Tiga Pendapat Cara Menulis Al-Qur'an

 
Tiga Pendapat Cara Menulis Al-Qur'an
Sumber Gambar: ilustrasi.Png

LADUNI.ID, Jakarta - Semangat berdakwah dan mengajak dalam kebaikan tentu merupakan sesuatu yang baik. Hal ini sejalan dengan pesan Nabi Muhammad Shalallahu ‘Alaihi Wasallam“ballighû ‘anni walau ayah” (sampaikan dariku meski hanya satu ayat). 

Kendati demikian, Nabi Muhammad Shalallahu ‘Alaihi Wasallam juga menekankan bagi para pendakwah harus memiliki kapabilitas dan integritas dalam bidang agama. Sebagaimana contoh ketika Nabi memerintahkan Sahabat Mu’adz bin Jabal ke Yaman sebagai orang yang mengenalkan ajaran serta visi-misi kenabian. Bahkan Nabi Muhammad sempat menguji dengan beberapa pertanyaan yang cukup sulit pada masa itu sebelum benar-benar ditugaskan.

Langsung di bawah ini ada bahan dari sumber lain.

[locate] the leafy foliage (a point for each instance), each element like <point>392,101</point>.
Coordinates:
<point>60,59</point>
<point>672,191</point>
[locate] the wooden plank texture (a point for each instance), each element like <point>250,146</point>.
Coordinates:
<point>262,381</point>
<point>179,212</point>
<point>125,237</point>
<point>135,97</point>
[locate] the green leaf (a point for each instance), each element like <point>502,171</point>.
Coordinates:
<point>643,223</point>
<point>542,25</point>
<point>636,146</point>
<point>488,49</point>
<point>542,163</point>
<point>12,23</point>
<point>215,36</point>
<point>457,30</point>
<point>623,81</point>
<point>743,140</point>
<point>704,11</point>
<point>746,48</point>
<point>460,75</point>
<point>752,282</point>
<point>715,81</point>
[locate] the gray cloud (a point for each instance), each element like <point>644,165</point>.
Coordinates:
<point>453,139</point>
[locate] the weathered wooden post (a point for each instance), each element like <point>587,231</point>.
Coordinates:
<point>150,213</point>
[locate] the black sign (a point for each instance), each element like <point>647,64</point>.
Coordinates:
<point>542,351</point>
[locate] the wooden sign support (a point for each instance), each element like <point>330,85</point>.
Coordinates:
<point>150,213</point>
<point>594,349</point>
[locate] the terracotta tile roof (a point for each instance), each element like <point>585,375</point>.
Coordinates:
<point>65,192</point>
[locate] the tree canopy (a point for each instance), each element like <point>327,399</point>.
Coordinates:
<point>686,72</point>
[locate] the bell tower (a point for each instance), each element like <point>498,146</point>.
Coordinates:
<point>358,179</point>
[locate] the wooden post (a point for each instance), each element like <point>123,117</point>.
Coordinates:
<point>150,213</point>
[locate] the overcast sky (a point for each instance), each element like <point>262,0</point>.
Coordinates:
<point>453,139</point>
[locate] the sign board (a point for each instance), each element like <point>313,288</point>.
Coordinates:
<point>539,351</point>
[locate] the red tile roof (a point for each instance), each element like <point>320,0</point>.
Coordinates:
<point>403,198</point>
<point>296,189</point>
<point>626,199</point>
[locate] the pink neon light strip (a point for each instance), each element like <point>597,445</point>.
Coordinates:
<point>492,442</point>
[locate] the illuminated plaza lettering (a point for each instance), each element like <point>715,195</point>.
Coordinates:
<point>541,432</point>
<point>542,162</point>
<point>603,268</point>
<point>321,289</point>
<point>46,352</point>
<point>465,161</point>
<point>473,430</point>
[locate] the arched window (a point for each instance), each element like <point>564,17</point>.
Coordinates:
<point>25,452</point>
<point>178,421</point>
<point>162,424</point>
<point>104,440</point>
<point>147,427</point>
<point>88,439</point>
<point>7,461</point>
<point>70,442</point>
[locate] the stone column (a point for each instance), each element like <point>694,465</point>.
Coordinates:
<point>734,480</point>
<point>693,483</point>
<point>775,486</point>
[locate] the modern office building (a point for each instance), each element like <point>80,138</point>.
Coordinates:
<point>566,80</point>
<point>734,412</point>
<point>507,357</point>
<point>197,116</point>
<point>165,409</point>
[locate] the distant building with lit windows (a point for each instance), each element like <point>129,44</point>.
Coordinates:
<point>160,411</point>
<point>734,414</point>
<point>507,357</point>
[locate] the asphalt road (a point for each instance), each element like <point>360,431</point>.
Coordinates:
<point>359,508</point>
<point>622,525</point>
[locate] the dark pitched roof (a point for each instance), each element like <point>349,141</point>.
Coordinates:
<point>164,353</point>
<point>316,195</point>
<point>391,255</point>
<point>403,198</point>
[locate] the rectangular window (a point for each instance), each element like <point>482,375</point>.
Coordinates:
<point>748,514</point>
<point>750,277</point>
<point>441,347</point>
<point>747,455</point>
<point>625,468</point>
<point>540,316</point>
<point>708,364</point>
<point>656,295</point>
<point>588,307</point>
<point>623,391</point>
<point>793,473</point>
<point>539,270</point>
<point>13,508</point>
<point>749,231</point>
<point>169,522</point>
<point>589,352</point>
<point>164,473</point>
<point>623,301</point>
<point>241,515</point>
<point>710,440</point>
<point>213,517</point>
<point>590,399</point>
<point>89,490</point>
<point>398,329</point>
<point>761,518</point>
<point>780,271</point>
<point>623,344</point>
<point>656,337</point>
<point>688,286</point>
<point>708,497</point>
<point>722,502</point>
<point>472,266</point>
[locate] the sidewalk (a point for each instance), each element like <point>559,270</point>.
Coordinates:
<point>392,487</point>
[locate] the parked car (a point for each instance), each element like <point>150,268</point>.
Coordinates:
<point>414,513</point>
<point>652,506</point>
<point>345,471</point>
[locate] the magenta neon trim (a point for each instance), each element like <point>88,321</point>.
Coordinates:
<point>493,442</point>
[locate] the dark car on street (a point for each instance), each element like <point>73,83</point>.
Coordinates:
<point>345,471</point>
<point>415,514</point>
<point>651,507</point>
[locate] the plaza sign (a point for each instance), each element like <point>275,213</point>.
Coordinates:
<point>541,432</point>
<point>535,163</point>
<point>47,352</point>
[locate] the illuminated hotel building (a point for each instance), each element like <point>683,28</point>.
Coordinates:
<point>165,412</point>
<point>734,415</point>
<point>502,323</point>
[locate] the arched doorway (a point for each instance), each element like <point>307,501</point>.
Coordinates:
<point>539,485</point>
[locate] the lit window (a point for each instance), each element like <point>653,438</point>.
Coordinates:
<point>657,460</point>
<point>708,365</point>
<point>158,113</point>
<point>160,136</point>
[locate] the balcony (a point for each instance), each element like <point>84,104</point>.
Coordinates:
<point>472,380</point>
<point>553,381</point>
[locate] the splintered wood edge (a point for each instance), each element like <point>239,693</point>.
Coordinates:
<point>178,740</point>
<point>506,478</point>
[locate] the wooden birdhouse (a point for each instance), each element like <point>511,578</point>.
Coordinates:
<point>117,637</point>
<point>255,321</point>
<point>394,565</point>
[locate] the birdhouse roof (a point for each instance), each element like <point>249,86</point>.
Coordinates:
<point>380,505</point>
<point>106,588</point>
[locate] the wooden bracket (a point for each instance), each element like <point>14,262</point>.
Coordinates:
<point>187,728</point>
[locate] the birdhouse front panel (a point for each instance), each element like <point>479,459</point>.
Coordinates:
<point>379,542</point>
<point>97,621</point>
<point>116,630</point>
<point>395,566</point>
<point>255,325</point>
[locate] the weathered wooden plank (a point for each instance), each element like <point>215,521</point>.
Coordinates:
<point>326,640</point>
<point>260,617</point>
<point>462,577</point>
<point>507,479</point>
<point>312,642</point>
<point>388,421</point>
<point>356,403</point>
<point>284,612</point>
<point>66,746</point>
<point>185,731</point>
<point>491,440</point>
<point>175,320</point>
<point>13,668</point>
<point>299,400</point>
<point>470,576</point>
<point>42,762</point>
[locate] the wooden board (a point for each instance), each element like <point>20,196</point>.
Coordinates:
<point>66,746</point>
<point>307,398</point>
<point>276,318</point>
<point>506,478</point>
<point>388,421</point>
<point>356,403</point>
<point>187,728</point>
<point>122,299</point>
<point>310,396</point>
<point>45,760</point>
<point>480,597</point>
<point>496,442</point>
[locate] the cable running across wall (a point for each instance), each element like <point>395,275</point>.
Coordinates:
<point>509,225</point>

Begitulah cara Nabi Muhammad Shalallahu ‘Alaihi Wasallammemilih siapa yang layak untuk dijadikan pengajar agama. Berbeda dengan fenomena akhir-akhir ini. Siapa pun seakan mudah menjadi ‘pendakwah’ sehingga kurang mempertimbangkan integritas keilmuannya. Sebut saja kesalahan yang dilakukan penceramah televisi saat menulis ayat berbeda dengan redaksi ayat yang tertulis dalam Al-Qur’an baru-baru ini. Lebih-lebih acuan standar kebenaran yang disepakati adalah Al-Qur’an dengan Rasm Utsmani, lantas bagaimanakah hukumnya? Sebelum masuk pada langkah selanjutnya, tentu perlu kita ketahui bahwa kasus ini termasuk permasalahan ikhtilafiyah (masih diperselisihkan) di antara para ulama.

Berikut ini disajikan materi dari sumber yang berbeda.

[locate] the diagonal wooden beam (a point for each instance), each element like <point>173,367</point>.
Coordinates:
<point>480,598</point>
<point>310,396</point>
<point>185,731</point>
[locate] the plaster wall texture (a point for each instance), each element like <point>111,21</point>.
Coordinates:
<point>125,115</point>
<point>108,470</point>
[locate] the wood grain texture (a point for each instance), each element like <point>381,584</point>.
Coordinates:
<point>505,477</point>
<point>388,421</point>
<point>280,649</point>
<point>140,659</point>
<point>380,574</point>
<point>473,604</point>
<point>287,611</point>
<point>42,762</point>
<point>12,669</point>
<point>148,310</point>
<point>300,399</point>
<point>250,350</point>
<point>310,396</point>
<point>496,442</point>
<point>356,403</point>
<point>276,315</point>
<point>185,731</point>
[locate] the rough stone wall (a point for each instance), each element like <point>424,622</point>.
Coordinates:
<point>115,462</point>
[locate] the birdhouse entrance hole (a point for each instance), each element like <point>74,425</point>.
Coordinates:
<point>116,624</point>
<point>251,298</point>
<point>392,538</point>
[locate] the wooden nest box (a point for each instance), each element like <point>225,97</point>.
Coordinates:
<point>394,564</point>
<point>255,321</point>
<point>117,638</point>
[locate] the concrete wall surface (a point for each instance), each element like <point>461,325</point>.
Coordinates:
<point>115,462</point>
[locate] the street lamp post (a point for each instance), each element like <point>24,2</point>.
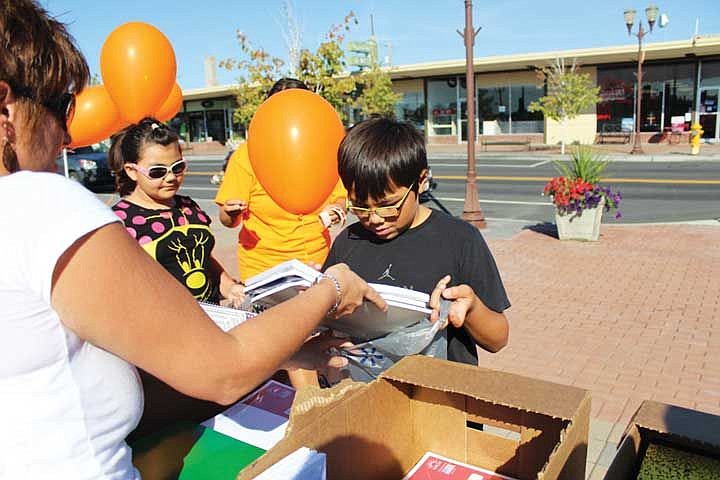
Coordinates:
<point>472,212</point>
<point>651,14</point>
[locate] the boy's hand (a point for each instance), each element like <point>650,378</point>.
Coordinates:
<point>235,296</point>
<point>234,207</point>
<point>318,353</point>
<point>354,290</point>
<point>463,300</point>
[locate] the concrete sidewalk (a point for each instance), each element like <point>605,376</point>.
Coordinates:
<point>631,317</point>
<point>652,152</point>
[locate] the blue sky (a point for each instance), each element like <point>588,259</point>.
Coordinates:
<point>418,31</point>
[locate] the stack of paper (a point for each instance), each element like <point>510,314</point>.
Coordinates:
<point>436,467</point>
<point>279,283</point>
<point>405,308</point>
<point>259,419</point>
<point>302,464</point>
<point>284,281</point>
<point>225,317</point>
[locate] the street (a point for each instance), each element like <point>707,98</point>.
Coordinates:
<point>510,187</point>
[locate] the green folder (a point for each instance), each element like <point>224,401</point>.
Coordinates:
<point>215,456</point>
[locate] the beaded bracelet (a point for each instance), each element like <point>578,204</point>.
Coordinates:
<point>338,290</point>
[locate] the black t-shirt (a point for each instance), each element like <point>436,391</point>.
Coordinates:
<point>419,257</point>
<point>180,239</point>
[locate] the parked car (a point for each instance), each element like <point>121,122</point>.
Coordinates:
<point>89,166</point>
<point>424,196</point>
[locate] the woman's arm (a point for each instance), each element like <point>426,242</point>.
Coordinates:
<point>148,318</point>
<point>488,328</point>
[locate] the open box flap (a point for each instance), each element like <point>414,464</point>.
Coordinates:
<point>537,396</point>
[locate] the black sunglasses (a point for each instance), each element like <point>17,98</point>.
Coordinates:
<point>62,107</point>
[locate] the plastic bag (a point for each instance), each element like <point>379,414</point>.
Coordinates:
<point>369,359</point>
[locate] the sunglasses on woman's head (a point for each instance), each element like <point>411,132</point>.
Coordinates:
<point>62,107</point>
<point>156,172</point>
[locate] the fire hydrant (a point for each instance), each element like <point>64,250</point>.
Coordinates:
<point>696,132</point>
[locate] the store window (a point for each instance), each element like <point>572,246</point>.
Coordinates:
<point>442,106</point>
<point>522,119</point>
<point>411,108</point>
<point>505,109</point>
<point>710,74</point>
<point>651,106</point>
<point>494,110</point>
<point>617,105</point>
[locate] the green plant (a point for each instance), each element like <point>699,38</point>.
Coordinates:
<point>569,93</point>
<point>585,163</point>
<point>577,189</point>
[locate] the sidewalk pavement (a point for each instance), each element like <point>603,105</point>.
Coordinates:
<point>630,317</point>
<point>653,152</point>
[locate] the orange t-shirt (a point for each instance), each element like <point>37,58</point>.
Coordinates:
<point>269,234</point>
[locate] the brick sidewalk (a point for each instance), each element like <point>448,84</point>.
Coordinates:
<point>628,318</point>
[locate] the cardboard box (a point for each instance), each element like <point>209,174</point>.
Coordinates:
<point>381,430</point>
<point>668,425</point>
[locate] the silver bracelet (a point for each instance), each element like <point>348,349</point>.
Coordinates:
<point>338,290</point>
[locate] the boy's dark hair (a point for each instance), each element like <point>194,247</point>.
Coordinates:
<point>127,146</point>
<point>378,153</point>
<point>284,84</point>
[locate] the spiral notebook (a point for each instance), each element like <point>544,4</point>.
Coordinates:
<point>284,281</point>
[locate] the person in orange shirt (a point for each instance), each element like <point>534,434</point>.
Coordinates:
<point>269,234</point>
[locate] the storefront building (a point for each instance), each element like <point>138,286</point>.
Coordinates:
<point>681,82</point>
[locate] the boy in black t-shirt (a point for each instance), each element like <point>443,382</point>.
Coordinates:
<point>397,241</point>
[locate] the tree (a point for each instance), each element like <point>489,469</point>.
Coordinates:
<point>569,93</point>
<point>376,94</point>
<point>323,71</point>
<point>292,34</point>
<point>259,71</point>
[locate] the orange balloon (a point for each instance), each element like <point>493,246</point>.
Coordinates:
<point>138,67</point>
<point>172,105</point>
<point>293,141</point>
<point>96,117</point>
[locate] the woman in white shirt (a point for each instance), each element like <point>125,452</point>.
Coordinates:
<point>80,302</point>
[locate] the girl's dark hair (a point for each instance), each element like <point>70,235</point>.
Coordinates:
<point>379,153</point>
<point>38,56</point>
<point>284,84</point>
<point>128,144</point>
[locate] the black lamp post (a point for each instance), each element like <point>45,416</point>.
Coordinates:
<point>472,212</point>
<point>651,13</point>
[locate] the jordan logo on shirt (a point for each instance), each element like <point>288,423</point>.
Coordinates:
<point>386,274</point>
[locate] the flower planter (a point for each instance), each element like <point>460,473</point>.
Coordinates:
<point>580,227</point>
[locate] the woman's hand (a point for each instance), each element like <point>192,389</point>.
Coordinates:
<point>319,353</point>
<point>234,297</point>
<point>353,291</point>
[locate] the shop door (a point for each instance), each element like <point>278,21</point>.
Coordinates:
<point>709,113</point>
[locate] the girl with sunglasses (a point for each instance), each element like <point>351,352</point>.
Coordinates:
<point>172,228</point>
<point>81,303</point>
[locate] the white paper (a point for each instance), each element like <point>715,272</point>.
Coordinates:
<point>302,464</point>
<point>225,317</point>
<point>260,418</point>
<point>284,281</point>
<point>250,425</point>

Mayoritas umat muslim pernah membaca Al-Qur’an, mulai dari juz 1 hingga juz 30. Tapi apakah sudah pernah tahu tentang penulisan mushaf Al-Qur’an? Kenapa ditulis seperti itu, dimulai dari surat Al-fatihah dan diakhiri surat An-nas. Penulisan mushaf Al-Qur’an yang sekarang beredar, baik di Indonesia maupun di seluruh penjuru dunia menggunakan Rasm Utsmani (tulisan zaman sahabat Utsman bin Affan). Meskipun penulisannya tidak memiliki kaidah yang baku, sesuai dengan penulisan bahasa Arab secara konvensional.

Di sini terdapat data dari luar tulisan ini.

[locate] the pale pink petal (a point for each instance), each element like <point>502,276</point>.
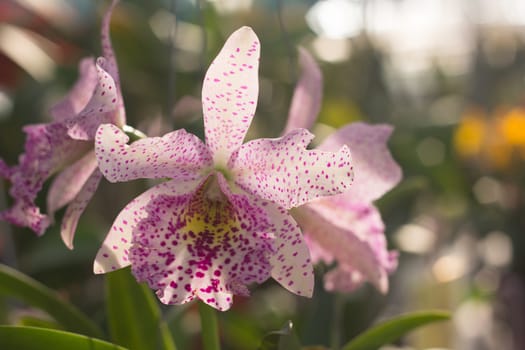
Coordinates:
<point>113,254</point>
<point>205,245</point>
<point>291,263</point>
<point>80,94</point>
<point>284,171</point>
<point>68,182</point>
<point>351,235</point>
<point>187,107</point>
<point>308,94</point>
<point>229,94</point>
<point>47,149</point>
<point>177,155</point>
<point>110,63</point>
<point>77,207</point>
<point>376,171</point>
<point>26,214</point>
<point>102,108</point>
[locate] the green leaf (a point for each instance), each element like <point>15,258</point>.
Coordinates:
<point>283,339</point>
<point>388,331</point>
<point>134,316</point>
<point>32,338</point>
<point>16,284</point>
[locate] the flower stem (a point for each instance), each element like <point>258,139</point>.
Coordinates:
<point>134,134</point>
<point>209,327</point>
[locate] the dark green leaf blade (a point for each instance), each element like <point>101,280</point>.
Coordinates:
<point>388,331</point>
<point>133,313</point>
<point>16,284</point>
<point>32,338</point>
<point>283,339</point>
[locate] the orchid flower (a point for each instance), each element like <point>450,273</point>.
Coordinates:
<point>347,228</point>
<point>65,146</point>
<point>221,222</point>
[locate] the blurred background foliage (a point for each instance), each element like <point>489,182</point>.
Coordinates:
<point>448,74</point>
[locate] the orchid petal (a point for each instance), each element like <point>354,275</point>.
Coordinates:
<point>26,214</point>
<point>229,94</point>
<point>177,155</point>
<point>80,94</point>
<point>102,107</point>
<point>47,149</point>
<point>68,183</point>
<point>113,254</point>
<point>291,263</point>
<point>196,246</point>
<point>283,171</point>
<point>77,207</point>
<point>355,240</point>
<point>377,171</point>
<point>308,94</point>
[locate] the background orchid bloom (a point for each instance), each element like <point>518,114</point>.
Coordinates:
<point>221,223</point>
<point>66,146</point>
<point>347,228</point>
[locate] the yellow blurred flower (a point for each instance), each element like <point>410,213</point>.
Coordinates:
<point>512,126</point>
<point>495,140</point>
<point>470,134</point>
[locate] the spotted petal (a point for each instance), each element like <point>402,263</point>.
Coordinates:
<point>113,254</point>
<point>229,94</point>
<point>197,246</point>
<point>102,108</point>
<point>80,94</point>
<point>291,263</point>
<point>377,171</point>
<point>306,100</point>
<point>77,207</point>
<point>352,235</point>
<point>283,171</point>
<point>177,155</point>
<point>47,149</point>
<point>68,183</point>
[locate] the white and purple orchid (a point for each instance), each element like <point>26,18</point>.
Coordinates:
<point>221,222</point>
<point>347,228</point>
<point>65,146</point>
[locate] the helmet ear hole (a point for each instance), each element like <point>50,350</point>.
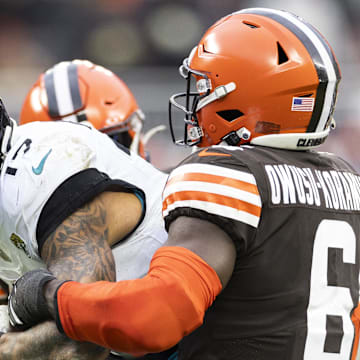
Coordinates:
<point>230,115</point>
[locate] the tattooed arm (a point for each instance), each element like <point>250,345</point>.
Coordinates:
<point>77,250</point>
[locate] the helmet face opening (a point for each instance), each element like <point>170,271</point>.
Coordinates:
<point>198,87</point>
<point>6,129</point>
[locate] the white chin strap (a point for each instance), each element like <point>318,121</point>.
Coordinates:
<point>218,93</point>
<point>295,141</point>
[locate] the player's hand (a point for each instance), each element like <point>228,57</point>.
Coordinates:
<point>27,304</point>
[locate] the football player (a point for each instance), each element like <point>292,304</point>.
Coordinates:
<point>79,203</point>
<point>80,91</point>
<point>262,257</point>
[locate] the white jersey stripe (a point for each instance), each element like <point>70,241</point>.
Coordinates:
<point>213,170</point>
<point>216,209</point>
<point>218,189</point>
<point>62,89</point>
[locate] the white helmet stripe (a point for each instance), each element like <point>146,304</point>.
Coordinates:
<point>62,89</point>
<point>324,63</point>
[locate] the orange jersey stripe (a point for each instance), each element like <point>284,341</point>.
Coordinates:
<point>214,198</point>
<point>215,179</point>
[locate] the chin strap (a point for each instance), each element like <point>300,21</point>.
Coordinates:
<point>6,140</point>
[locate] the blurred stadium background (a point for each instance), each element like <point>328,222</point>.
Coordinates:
<point>144,42</point>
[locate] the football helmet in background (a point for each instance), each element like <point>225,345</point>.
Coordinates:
<point>262,77</point>
<point>6,129</point>
<point>79,91</point>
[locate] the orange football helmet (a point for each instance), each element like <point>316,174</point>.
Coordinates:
<point>263,77</point>
<point>79,91</point>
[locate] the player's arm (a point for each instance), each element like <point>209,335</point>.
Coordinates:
<point>77,250</point>
<point>155,312</point>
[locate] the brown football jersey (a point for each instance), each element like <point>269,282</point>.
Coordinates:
<point>294,218</point>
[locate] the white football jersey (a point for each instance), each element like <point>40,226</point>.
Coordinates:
<point>55,167</point>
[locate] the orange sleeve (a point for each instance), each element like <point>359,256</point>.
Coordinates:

Berkaitan dengan penulisan tersebut, para ulama berbeda pendapat, apakah penulisannya sesuai petunjuk Nabi Muhammad Shalallahu ‘Alaihi Wasallam (tauqifi) atau hasil itijhad para sahabat. Dilansir dari Pola Penulisan Al-Qur’an, dari Nabi atau Ijtihad Sahabat?, dalam kitab Manahilul Irfan karya Syaikh Abdul Adhim Al-Zurqani dijelaskan bahwa perbedaan ini terbagi dalam tiga pendapat:  

Pertama, pendapat mayoritas ulama, yang menyatakan pola penulisan Al-Qur’an dalam mushaf adalah bersifat tauqifi, yaitu sesuai petunjuk dan perintah Nabi. Hal ini didasarkan pada dua hal,

(1)  penulisan Al-Qur’an dilakukan oleh kuttab al-wahyi (para penulis Al-Qur’an) di masa Nabi Shalallahu ‘Alaihi Wasallam. Apa yang ditulis oleh mereka tentu telah mendapatkan persetujuan dari Nabi.
(2) tulisan ini tetap ada dan terus berlanjut pada masa Abu Bakar, dan pada masa Utsman bin Affan hingga sampai masa para tabi’in (generasi yang menjumpai sahabat) dan tabi’it tabi’in (generasi yang menjumpai tabi’in).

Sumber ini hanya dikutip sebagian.